In a meeting with diplomats from various Central American countries yesterday, Mexican Senate president Manlio Fabio Beltrones promised to draft new immigration legislation that will protect and guarantee the human rights of undocumented migrants in Mexico. The new legislation proposes to resolve issues not yet addressed by current law including protections for migrants who witness crimes, higher penalties for human trafficking and increased access to health, legal and financial services. These changes are directed toward undocumented immigrants who have already settled in Mexico as a means of normalizing their status.

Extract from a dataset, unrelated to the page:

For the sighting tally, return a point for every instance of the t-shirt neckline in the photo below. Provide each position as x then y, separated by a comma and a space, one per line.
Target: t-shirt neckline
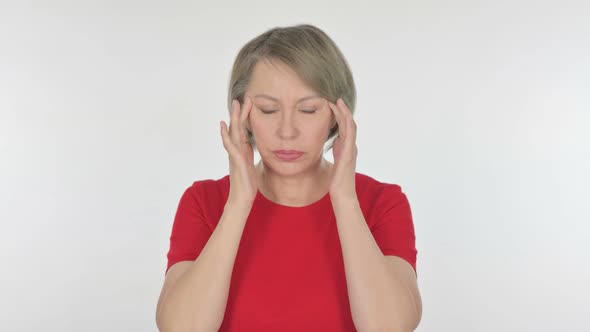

Estimates are that approximately 300,000 Central Americans travel through Mexico on their way to the United States annually. Mexican authorities apprehend and deport less than a third of those undocumented migrants. At the same time, the systematic abuse of undocumented migrants is on the rise in Mexico with reported assaults and kidnappings increasing in recent years including the most recent murder of 72 undocumented migrants last August by drug cartels.
Mr. Beltrones’ proposal was met with praise by the ambassadors and consuls from Guatemala, El Salvador, Nicaragua, Honduras, and Costa Rica. Speaking on behalf of the Central Americans, Ambassador Hugo Roberto Carrillo of El Salvador thanked the Mexican authorities for their efforts on behalf of undocumented migrants while noting that transgressions against migrants were being perpetrated by both Mexican authorities, in overly aggressive efforts to control the flow of immigrants, and by organized crime. Despite this announcement, human rights activists and the United Nations demanded that the disappearances of migrants and past abuse of migrants to date be investigated and resolved.